Little Sun
- Trade name: Little Sun
- Company type: Nonprofit organization
- Founded: July 2012
- Founder: Olafur Eliasson and Frederik Ottesen
- Headquarters: Berlin, Germany
- Area served: Sub-Saharan Africa
- Products: Solar-powered LED lamps
- Website: littlesun.org

= Little Sun (organization) =

German nonprofit organization

Little Sun is a nonprofit organization founded in 2012 to deliver affordable clean energy in Africa and inspire people to take climate action globally. It was established by the engineer Frederik Ottesen and the artist Olafur Eliasson.
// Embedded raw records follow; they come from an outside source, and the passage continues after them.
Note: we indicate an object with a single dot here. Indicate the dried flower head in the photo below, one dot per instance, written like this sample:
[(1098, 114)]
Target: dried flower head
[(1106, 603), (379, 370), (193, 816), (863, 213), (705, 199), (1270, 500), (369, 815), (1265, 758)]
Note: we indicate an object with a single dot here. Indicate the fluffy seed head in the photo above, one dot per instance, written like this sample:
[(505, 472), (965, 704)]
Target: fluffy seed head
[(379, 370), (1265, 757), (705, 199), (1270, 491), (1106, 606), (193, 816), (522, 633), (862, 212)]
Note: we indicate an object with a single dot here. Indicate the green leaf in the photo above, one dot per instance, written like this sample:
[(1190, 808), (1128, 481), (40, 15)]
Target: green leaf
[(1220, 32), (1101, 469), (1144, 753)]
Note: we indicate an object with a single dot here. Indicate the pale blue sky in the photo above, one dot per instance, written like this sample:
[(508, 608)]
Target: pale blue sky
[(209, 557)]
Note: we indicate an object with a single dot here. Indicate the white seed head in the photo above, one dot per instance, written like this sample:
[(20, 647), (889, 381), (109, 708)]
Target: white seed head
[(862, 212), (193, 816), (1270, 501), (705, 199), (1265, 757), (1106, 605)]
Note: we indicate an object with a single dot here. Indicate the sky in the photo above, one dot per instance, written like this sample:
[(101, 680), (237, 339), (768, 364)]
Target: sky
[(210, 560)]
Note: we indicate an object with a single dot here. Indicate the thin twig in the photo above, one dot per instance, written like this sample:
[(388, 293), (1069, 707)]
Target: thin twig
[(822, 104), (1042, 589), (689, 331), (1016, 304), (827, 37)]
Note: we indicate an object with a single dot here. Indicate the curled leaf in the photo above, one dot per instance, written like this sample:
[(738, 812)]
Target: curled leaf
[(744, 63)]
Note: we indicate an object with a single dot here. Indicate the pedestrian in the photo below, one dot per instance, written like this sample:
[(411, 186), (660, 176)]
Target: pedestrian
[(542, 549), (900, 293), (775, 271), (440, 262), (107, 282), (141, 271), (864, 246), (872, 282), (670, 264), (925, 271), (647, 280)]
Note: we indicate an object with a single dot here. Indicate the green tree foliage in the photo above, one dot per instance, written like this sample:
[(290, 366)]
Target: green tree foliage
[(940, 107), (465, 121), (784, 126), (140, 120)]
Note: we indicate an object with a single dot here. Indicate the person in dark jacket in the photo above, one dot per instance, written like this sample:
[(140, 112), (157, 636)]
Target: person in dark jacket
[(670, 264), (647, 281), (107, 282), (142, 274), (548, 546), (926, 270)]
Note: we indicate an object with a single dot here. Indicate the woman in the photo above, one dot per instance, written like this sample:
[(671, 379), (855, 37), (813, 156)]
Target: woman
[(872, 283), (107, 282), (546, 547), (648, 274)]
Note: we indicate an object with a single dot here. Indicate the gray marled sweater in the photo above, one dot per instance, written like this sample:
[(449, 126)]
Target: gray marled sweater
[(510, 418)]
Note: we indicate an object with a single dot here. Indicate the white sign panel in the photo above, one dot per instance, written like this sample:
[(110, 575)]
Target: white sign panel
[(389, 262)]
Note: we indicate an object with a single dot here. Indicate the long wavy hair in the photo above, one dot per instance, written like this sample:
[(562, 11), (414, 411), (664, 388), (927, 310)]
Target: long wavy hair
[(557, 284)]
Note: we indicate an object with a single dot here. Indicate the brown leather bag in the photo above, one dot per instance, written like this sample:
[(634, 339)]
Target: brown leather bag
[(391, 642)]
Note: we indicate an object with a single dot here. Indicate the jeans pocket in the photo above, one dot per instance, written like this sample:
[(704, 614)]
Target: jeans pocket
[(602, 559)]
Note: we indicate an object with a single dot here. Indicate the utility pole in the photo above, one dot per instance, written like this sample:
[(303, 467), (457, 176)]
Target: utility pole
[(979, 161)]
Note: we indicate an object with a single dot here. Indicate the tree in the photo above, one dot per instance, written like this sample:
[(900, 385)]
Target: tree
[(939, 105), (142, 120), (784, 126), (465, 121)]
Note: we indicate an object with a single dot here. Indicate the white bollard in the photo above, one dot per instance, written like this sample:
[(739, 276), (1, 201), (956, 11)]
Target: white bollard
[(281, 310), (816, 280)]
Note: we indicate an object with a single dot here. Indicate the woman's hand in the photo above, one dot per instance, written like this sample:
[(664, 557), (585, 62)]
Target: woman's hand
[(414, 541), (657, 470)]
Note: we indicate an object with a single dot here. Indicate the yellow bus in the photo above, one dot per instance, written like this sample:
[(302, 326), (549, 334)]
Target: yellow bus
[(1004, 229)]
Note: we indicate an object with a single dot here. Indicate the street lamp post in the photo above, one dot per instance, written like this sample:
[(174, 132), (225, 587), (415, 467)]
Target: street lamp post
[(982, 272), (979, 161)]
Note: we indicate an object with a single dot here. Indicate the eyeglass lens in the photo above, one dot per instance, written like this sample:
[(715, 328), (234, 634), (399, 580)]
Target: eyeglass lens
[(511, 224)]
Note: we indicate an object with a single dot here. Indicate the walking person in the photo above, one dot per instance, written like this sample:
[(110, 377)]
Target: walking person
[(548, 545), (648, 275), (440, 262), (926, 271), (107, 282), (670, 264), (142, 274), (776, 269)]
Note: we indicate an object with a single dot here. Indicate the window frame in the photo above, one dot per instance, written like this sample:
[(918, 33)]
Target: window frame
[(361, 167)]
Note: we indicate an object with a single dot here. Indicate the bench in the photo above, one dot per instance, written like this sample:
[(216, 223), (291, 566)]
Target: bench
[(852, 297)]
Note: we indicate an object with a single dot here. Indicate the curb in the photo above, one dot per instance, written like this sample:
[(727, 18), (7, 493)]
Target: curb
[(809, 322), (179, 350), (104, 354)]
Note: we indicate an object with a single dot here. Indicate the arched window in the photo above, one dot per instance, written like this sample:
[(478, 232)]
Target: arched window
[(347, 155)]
In 2014, Little Sun was awarded a $5 million impact investment by Bloomberg Philanthropies.

== Impact ==

To date, Little Sun has provided clean power and light to over 3.2 million people in Sub-Saharan Africa, enabled 58 million additional study hours for children, saved households $150 million in expenses, and helped reduce CO_{2} emissions by 800,000 metric tons. By working with local entrepreneurs, Little Sun has also helped create thousands of local jobs, and generated profits for rural communities in Sub-Saharan Africa, particularly for women.

Little Sun works primarily in Burkina Faso, Ethiopia, Senegal, Rwanda, and Zambia, drawing on the expertise of in-country staff. Through partnerships with local organizations, Little Sun operates in Nigeria, Tanzania, Kenya, and South Africa. Little Sun has offices in New York, Berlin, Addis Ababa, and Lusaka.

== Solar Products ==

Little Sun sells solar devices to raise funds and make solar lights and chargers available to energy-impoverished rural communities in Africa. Their products include the Little Sun Original lamp, Little Sun Charge phone charger, and the Little Sun Diamond lamp.

== Culture Program ==
In 2021, Little Sun launched a culture program to engage artists to works about climate change. Its aim is to broaden the often data-driven climate conversation. Their first campaign, Reach for the Sun, comprised a 10 step digital guide to creating a solar powered world.

Their second project, Fast Forward, was a series of short films exploring artists' dreams for a regenerative world. Featuring over 300 contributors, the short films were made by artists from Ethiopia, Senegal, and the United States – some of the regions in which Little Sun operates. The Fast Forward film Possible World was screened at Times Square.